La pole position mancata per appena dodici millesimi non è stata l'unica beffa del sabato di Lewis Hamilton a Budapest. Il pilota britannico della Ferrari ha infatti ricevuto una penalità di tre posizioni sulla griglia del GP d'Ungheria della Formula 1 2026 per aver ostacolato Oscar Piastri durante il Q3 delle qualifiche sul tracciato dell'Hungaroring: dalla seconda casella è così retrocesso alla quinta, alle spalle anche di Charles Leclerc, e, per effetto della successiva penalità rimediata da Kimi Antonelli, anche dello stesso australiano e di Max Verstappen.
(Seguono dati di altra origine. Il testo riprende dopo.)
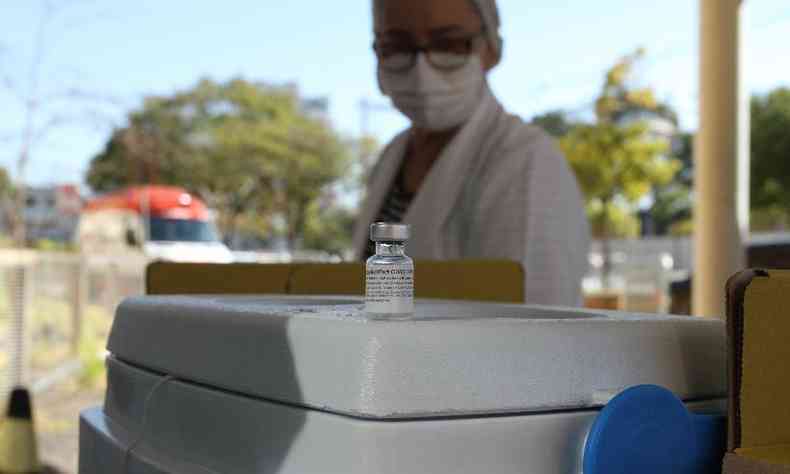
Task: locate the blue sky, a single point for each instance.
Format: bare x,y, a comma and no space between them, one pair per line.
556,53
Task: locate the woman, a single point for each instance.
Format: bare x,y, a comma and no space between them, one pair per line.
472,180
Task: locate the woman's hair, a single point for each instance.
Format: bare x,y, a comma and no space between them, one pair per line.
489,13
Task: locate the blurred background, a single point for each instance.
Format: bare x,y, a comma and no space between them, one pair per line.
244,132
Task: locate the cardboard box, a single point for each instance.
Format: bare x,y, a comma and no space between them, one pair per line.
758,329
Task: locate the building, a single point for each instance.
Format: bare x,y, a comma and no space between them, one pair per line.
52,213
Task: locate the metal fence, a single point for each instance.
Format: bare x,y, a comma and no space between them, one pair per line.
56,310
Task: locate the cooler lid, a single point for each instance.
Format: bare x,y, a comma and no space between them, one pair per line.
451,358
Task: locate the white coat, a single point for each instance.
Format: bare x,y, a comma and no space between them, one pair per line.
500,190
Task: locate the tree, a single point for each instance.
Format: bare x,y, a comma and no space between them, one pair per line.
618,160
48,99
770,155
246,148
672,208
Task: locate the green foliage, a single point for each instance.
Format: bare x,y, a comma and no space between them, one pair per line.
614,221
246,148
617,161
332,234
770,187
47,245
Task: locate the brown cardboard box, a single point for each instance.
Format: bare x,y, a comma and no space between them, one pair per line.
758,329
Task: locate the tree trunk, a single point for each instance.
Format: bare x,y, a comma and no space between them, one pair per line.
606,249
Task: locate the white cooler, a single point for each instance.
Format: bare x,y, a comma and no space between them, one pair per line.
311,386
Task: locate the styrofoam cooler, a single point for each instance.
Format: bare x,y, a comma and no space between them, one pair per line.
310,385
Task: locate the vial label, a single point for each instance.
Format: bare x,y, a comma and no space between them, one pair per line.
389,289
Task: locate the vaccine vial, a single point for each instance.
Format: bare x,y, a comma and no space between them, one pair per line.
389,286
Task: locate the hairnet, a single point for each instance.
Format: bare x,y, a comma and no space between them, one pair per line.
489,13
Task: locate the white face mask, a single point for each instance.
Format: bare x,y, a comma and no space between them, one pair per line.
432,99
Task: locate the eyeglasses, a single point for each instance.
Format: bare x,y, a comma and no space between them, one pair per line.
446,54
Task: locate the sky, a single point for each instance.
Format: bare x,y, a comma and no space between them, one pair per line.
119,52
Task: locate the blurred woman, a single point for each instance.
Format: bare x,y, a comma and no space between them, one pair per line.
472,180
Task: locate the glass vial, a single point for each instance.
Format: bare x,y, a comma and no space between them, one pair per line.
389,286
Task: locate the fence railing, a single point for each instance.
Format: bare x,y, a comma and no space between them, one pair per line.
56,310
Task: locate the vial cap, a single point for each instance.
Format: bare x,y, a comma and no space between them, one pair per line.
384,232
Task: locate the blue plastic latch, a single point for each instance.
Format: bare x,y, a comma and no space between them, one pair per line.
648,430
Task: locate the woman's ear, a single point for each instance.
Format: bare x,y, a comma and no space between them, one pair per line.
490,58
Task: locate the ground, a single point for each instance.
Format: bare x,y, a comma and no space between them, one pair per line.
57,421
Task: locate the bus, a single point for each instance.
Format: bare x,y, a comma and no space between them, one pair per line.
163,222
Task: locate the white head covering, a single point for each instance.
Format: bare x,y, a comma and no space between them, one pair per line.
489,12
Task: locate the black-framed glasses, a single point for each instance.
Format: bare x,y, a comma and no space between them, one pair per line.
446,54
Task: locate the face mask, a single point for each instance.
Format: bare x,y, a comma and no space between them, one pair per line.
433,99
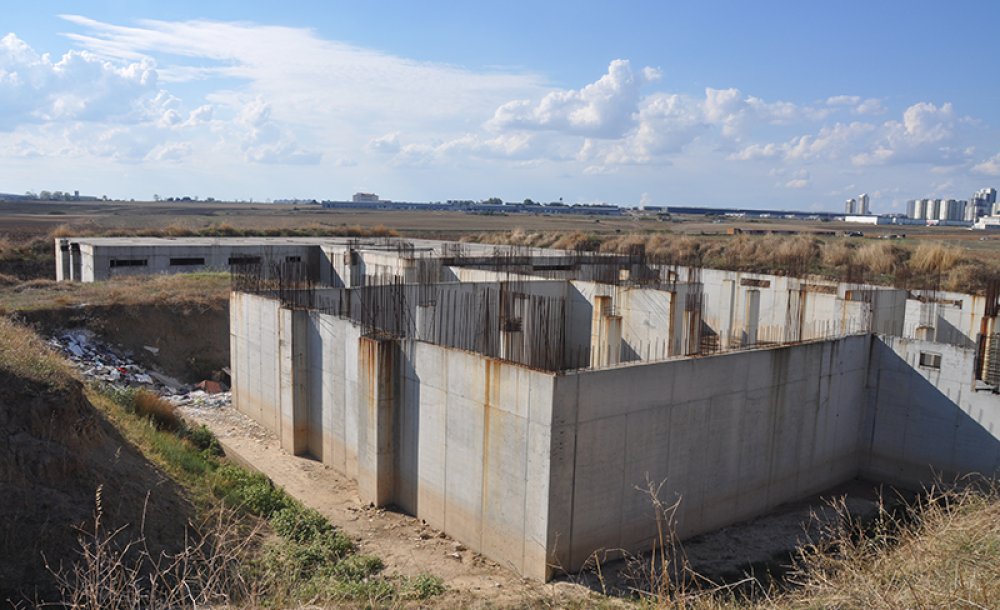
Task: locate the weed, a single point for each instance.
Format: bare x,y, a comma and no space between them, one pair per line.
24,355
300,524
250,491
424,586
163,414
202,438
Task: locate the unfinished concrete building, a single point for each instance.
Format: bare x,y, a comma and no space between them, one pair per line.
520,400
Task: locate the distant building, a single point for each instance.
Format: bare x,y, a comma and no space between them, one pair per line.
981,204
863,207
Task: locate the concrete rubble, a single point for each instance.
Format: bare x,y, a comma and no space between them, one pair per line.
100,362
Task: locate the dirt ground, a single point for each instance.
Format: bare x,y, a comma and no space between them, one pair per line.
409,547
31,219
405,544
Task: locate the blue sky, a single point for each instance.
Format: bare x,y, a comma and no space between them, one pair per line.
794,105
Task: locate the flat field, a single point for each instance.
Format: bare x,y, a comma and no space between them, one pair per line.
34,218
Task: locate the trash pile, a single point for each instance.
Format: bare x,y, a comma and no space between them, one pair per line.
98,361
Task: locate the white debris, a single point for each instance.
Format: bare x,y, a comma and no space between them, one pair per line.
99,361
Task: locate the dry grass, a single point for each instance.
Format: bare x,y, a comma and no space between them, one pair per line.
926,265
881,258
940,551
114,571
162,413
189,290
934,258
24,355
224,229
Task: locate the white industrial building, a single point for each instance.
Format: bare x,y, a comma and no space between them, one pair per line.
520,399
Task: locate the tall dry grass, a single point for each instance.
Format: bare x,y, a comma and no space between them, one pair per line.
927,265
123,573
224,229
941,550
23,355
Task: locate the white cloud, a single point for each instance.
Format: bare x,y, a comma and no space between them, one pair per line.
870,106
926,134
603,109
79,86
989,167
843,100
307,80
389,143
265,141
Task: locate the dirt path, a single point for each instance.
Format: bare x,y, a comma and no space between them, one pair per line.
404,543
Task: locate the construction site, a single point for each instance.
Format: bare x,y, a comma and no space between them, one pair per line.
522,399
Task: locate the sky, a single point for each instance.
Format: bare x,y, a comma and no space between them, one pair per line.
765,104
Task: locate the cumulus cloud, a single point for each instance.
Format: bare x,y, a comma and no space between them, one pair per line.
389,143
603,109
79,86
926,134
265,141
989,167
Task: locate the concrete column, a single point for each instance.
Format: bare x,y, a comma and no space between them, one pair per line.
293,374
752,317
613,339
729,296
425,322
598,339
379,394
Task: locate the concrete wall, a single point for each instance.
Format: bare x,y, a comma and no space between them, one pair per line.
732,435
925,421
101,262
253,330
456,438
474,452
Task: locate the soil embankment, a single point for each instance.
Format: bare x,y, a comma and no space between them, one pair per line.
56,451
187,342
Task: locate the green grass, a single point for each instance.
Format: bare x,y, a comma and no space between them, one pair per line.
306,559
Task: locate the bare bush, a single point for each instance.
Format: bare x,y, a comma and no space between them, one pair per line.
119,573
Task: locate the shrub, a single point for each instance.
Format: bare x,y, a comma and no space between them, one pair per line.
251,491
300,524
163,414
424,586
357,567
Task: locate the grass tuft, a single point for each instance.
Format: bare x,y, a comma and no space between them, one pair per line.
24,355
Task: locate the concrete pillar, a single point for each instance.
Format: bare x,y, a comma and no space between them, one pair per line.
293,374
605,334
729,309
62,260
752,317
613,339
425,322
379,394
602,306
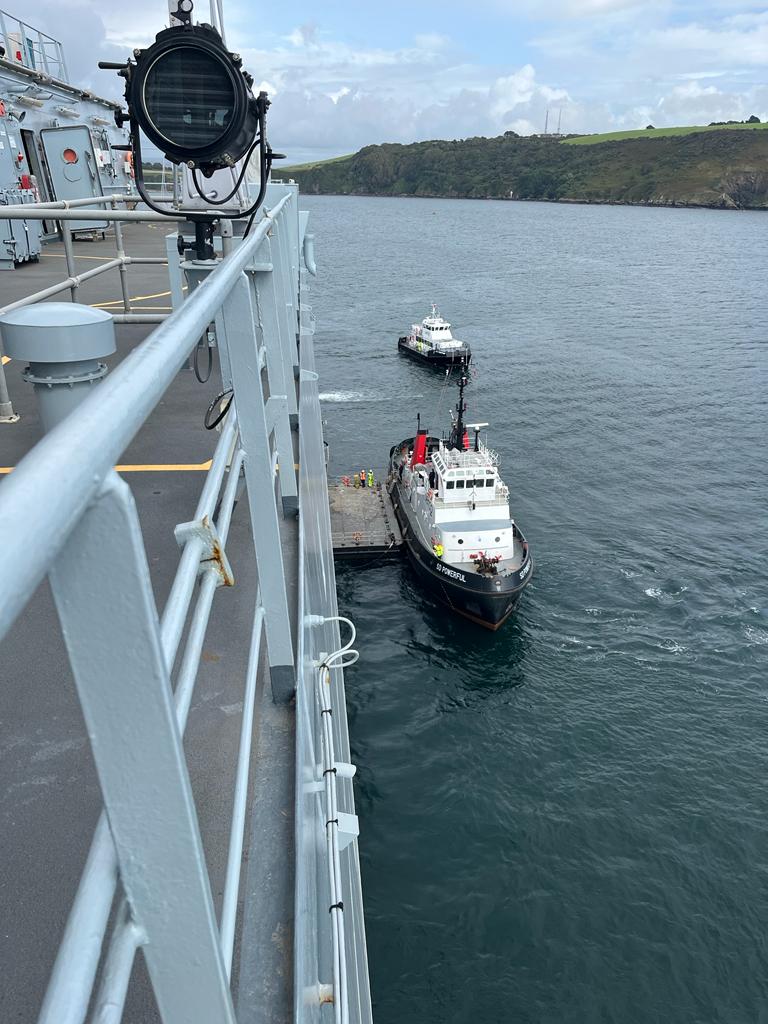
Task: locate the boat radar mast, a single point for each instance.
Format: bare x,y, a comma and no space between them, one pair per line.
458,438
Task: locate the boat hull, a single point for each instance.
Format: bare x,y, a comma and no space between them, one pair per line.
432,358
488,601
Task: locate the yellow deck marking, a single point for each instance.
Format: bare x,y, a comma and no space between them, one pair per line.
136,309
102,259
180,468
189,467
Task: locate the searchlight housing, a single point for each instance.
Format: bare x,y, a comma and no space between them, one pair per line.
190,97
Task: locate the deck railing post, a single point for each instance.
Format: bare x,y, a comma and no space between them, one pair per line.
280,374
240,338
285,301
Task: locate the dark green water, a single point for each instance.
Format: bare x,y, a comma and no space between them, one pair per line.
565,821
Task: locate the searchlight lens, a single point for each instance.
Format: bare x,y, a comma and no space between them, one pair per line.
189,97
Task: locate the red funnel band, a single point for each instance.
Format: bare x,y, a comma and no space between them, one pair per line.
420,450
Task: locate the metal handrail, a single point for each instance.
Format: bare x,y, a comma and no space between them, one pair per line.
33,43
253,300
79,452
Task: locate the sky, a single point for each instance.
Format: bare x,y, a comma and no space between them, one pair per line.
345,75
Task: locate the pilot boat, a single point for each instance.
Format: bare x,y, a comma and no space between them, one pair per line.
432,342
453,509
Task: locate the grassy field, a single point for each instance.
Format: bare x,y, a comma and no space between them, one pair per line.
310,167
621,136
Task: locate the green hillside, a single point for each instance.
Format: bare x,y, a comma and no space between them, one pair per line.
620,136
724,169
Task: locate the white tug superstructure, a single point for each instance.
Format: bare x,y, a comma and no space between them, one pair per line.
431,341
454,511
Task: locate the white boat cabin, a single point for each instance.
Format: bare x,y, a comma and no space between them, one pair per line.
434,332
463,505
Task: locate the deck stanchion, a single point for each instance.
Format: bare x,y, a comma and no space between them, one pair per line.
238,318
6,407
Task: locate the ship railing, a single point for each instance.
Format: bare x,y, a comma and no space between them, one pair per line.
32,48
68,514
121,211
79,210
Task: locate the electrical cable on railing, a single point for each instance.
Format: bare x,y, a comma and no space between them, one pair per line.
336,659
207,422
196,359
238,183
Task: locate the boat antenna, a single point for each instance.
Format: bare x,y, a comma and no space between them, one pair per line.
457,433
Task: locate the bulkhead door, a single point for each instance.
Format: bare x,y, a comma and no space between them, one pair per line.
74,173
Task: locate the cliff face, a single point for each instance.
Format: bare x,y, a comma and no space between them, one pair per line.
722,169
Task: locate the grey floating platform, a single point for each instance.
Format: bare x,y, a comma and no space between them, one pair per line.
363,522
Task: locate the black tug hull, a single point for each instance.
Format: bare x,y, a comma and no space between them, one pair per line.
432,358
488,601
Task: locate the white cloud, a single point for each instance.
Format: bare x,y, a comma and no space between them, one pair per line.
600,65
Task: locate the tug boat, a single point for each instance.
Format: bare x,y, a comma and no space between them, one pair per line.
453,509
432,342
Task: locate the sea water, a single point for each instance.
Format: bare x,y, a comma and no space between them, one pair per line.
566,820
L'episodio è avvenuto all'ingresso di curva 1. Il 41enne di Stevenage aveva appena completato il proprio giro veloce e procedeva lentamente sulla traiettoria ideale, mentre alle sue spalle arrivava la McLaren di Piastri nel giro lanciato. Il pilota australiano è stato costretto ad allargare oltre i limiti della pista e ad abortire il tentativo. Le immagini hanno reso pressoché inevitabile la sanzione per impeding. Perché il box Ferrari non ha avvisato Hamilton dell'arrivo di Piastri Il documento FIA ha però chiarito che dietro l'errore di Hamilton c'è stata soprattutto una comunicazione tardiva da parte del box Ferrari, dove durante le qualifiche lavorano gli ingegneri che seguono traffico e distacchi. Il sette volte campione del mondo non ha ricevuto l'avviso sull'arrivo di Piastri finché la McLaren non era già molto vicina. Inoltre, a causa della posizione della SF-26, non riusciva a vedere l'avversario negli specchietti.